Climate change could slash as much as 10 per cent off portfolios in the next 20 years, according to Mercer’s much-anticipated climate change report, the result of an 18-month collaboration with 14 institutional investors from around the globe.
With support from the International Finance Corporation and the Carbon Trust, the report, ‘Climate Change Scenarios – implications for strategic asset allocation’, had three broad objectives:
1. To investigate and analyse the potential investment risk from climate change
2. Look at the key performance drivers for markets
3. Identify scenarios around climate change that help in understanding and framing climate change as a strategic investment priority.
“It is about setting the framework so institutional investors can transform to a low carbon economy,” Danyelle Guyatt, head of global research in Mercer’s responsible investment team, said.
The report looks at the impact of climate change on investments, concluding it could contribute as much as 10 per cent to portfolio risks.
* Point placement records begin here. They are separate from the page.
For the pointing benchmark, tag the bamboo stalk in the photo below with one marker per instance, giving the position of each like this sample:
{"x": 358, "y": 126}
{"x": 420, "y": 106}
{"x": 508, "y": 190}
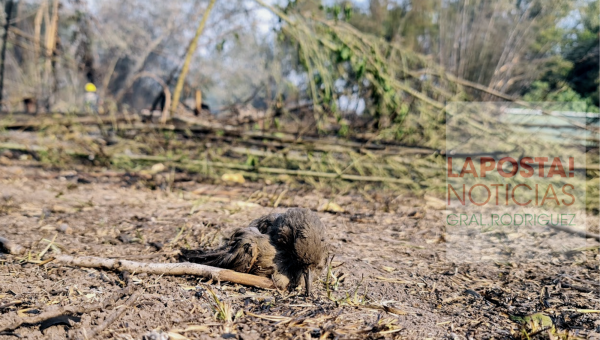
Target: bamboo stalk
{"x": 8, "y": 10}
{"x": 188, "y": 58}
{"x": 183, "y": 268}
Guyatt said Mercer would research managers with the best ideas across ideas and regions, and urged investors to introduce climate risk into reviews and strategic asset allocation.
Mercer’s chief investment officer, Andrew Kirton, said investors should look to allocate more to infrastructure, real estate, private equity, agriculture land, timberland, and sustainable assets.
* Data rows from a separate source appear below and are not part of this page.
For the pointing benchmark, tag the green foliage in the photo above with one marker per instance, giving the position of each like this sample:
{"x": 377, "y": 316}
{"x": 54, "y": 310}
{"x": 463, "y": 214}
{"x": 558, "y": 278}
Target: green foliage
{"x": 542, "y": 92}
The 14 global institutional investors, representing more than $2 trillion in AUM, are: AP1, APG, AustralianSuper, British Columbia Investment Management Corporation, British Telecom Pension Scheme, CalPERS, CalSTRS, Environment Agency Pension Scheme, Government of Singapore Investment Corporation, Maryland State Retirement and Pension System, Norwegian Government Pension Fund, Ontario Municipal Employees Retirement System, PGGM and VicSuper.